Раньше был православный царь и христианская держава, в которой ни одному народу не было тесно. Кутепов со своими молодыми офицерами надеялись, что русская душа сохранила память о прежних формах своей государственной жизни. Он понимал, что без народной памяти и государственной защиты душа исчезнет, превратится в оболочку любого "Треста", какой только ни создадут власть предержащие. И его охватывал ужас пострашнее того, испытанного на японской войне, когда он карабкался по скользкому склону сопки под ружейным огнем. Сейчас на него дохнула преисподняя.
Как быть?
В том жестоком апреле 1927 года Кутепов пишет в письме капитану Келлеру: "Генерал Витковский сейчас в Ницце в поисках работы… Генерал Туркул в Софии, живет, как и громадное большинство русских, в очень тяжелых материальных условиях, но отнюдь не падает духом…" (Разрядка наша. — Авт.)
В начале года в поле зрения Кутепова попала аналитическая работа "За нас ли время?", отложившаяся затем в его архив. Ее идеи он не мог не разделять. Более того, не исключено, что она и была написана в результате своеобразного социального заказа, идущего от генерала. Она отвечала на этот жгучий вопрос "Как быть?"

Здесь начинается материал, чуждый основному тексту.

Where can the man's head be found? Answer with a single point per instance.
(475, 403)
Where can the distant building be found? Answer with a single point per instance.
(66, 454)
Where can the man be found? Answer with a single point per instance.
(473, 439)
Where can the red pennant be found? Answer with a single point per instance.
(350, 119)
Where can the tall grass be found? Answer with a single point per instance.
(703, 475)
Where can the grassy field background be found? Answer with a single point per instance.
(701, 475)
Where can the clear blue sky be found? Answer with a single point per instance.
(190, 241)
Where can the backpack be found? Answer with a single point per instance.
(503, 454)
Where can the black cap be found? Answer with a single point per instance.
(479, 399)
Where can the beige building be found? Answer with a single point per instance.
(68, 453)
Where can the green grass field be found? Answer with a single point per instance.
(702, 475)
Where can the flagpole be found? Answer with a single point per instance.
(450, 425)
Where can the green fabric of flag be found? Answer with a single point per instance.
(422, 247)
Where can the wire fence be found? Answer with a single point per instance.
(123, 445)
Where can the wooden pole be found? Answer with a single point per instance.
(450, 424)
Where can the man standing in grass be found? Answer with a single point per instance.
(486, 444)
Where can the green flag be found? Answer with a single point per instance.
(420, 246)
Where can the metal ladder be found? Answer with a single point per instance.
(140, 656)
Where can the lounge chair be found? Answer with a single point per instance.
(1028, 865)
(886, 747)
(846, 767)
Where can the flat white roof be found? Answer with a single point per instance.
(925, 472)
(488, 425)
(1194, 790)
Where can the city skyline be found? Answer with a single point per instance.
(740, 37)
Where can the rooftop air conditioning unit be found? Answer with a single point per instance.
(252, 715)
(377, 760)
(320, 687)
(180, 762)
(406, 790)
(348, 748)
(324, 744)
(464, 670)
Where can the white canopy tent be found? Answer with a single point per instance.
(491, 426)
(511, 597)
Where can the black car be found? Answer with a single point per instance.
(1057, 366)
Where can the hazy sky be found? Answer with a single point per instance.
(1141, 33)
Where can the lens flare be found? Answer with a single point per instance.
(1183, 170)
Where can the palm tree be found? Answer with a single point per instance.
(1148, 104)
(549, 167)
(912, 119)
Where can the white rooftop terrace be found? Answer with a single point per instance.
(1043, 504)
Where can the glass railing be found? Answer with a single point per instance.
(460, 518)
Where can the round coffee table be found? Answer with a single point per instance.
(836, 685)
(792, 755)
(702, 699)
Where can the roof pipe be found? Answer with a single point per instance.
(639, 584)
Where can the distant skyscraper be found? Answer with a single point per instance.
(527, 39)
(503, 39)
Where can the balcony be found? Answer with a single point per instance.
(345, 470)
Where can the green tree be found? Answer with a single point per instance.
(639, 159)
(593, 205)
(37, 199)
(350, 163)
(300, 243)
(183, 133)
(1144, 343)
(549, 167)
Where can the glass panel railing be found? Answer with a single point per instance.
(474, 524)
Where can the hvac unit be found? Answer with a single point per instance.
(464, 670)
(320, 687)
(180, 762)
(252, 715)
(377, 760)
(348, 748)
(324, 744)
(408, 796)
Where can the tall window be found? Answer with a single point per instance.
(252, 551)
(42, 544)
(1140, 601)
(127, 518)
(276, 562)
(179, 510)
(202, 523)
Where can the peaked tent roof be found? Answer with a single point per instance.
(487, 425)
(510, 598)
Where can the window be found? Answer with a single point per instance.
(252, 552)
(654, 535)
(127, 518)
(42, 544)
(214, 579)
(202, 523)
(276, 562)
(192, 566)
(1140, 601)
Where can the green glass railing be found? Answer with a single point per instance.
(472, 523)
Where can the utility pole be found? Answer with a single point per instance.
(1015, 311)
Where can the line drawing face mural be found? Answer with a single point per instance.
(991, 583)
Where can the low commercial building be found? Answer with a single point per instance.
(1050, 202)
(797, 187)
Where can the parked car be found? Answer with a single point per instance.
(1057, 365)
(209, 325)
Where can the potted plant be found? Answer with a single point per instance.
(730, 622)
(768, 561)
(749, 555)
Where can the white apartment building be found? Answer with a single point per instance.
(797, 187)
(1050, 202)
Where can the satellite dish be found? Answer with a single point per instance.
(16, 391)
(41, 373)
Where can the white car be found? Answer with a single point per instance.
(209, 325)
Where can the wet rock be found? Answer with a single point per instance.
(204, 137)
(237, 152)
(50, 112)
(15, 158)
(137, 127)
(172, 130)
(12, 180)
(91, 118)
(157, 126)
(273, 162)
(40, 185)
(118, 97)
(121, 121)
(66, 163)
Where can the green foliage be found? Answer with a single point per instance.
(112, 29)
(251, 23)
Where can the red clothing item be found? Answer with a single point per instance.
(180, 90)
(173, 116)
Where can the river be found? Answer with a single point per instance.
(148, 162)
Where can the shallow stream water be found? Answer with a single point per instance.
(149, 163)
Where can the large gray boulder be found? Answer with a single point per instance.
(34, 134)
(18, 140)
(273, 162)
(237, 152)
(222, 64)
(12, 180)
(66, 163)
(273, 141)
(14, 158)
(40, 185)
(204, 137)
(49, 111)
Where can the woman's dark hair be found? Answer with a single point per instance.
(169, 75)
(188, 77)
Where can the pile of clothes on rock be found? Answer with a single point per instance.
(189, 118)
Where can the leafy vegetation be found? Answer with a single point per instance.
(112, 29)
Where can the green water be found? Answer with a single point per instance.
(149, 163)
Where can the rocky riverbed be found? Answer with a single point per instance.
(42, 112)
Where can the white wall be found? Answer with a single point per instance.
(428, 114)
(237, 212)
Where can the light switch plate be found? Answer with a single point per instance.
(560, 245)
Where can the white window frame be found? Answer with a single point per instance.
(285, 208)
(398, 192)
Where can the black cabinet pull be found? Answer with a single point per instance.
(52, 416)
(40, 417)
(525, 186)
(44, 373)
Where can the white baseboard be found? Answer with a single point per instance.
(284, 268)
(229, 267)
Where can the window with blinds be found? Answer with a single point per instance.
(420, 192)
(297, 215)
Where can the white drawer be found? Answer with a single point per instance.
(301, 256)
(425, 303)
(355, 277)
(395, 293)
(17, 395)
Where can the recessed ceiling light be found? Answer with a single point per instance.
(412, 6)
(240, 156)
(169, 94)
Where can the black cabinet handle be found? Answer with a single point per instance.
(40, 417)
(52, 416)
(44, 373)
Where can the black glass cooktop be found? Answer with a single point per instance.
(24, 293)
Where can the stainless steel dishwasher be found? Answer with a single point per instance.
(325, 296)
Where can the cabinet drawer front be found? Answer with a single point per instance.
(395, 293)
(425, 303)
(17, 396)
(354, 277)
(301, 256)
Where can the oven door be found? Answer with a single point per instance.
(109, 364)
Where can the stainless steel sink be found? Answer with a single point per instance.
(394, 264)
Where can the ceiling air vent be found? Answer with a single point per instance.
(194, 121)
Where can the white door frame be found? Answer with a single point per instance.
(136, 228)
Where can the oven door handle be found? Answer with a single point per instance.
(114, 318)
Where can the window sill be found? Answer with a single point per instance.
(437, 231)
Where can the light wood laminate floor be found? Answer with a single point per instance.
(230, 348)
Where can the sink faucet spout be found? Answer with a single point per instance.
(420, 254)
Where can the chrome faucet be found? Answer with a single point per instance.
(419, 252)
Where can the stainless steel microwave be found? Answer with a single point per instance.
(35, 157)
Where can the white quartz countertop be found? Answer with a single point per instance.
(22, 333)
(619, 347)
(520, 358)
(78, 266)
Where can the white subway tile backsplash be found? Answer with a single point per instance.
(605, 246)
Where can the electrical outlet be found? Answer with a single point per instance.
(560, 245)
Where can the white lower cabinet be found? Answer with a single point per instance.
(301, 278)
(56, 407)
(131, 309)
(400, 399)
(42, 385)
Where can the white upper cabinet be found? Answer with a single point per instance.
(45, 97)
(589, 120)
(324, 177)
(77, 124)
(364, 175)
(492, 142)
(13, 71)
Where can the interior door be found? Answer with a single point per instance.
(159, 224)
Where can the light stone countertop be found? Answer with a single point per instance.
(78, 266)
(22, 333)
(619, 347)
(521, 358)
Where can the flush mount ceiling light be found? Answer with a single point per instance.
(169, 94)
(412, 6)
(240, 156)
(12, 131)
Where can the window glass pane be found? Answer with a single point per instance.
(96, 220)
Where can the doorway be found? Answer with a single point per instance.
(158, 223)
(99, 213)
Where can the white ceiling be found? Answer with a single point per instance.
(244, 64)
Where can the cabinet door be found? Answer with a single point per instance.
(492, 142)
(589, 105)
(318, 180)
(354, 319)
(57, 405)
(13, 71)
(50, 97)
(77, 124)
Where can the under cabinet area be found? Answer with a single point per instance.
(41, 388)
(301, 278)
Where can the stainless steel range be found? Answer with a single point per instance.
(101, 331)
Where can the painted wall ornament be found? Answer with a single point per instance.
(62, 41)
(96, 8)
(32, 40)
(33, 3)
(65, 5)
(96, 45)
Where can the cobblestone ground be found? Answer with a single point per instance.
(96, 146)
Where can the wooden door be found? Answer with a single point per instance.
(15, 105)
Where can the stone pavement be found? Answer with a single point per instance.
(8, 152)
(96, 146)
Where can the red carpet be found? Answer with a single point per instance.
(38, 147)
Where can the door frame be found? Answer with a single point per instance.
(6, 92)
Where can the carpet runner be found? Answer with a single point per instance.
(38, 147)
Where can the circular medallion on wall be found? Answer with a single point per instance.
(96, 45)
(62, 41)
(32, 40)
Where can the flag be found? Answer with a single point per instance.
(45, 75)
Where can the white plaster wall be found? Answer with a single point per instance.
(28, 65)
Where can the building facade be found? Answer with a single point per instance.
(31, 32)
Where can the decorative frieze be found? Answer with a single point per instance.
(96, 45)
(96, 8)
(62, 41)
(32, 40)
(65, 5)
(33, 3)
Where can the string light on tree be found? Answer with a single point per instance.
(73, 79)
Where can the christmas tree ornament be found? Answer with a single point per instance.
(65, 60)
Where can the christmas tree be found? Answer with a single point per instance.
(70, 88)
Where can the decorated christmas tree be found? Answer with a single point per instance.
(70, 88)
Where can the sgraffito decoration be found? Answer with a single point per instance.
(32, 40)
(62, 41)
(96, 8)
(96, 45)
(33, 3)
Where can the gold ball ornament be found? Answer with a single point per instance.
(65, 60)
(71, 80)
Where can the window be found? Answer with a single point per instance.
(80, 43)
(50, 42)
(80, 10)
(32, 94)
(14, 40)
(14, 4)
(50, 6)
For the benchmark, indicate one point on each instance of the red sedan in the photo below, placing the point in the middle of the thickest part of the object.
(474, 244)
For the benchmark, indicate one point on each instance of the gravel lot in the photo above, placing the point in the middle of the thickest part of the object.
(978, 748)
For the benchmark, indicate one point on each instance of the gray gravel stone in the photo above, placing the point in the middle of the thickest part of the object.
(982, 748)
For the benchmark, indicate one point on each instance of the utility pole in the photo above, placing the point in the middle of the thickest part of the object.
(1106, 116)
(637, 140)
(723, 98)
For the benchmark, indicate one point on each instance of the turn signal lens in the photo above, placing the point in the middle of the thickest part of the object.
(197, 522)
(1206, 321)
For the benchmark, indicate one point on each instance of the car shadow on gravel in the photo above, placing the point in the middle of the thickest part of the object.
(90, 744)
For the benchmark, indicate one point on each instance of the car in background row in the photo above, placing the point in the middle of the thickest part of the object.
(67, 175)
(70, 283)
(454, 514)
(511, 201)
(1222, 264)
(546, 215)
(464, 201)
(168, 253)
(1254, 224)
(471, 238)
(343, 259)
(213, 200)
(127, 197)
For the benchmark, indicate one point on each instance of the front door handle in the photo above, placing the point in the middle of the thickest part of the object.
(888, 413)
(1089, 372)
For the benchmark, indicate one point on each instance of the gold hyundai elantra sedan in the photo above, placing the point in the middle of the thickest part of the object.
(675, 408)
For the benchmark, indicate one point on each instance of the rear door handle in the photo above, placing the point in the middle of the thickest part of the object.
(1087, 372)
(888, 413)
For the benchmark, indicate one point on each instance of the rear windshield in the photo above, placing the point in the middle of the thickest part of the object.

"Общие соображения. "Время работает в нашу пользу", — говорят многие противники большевиков.
Действительно, раз мы признаем, что коммунистический режим осужден историей и коммунистические принципы по меньшей мере вредоносны для здорового развития любого государства или народа — мы должны допустить, что в общем время работает против нынешних коммунистических владык России.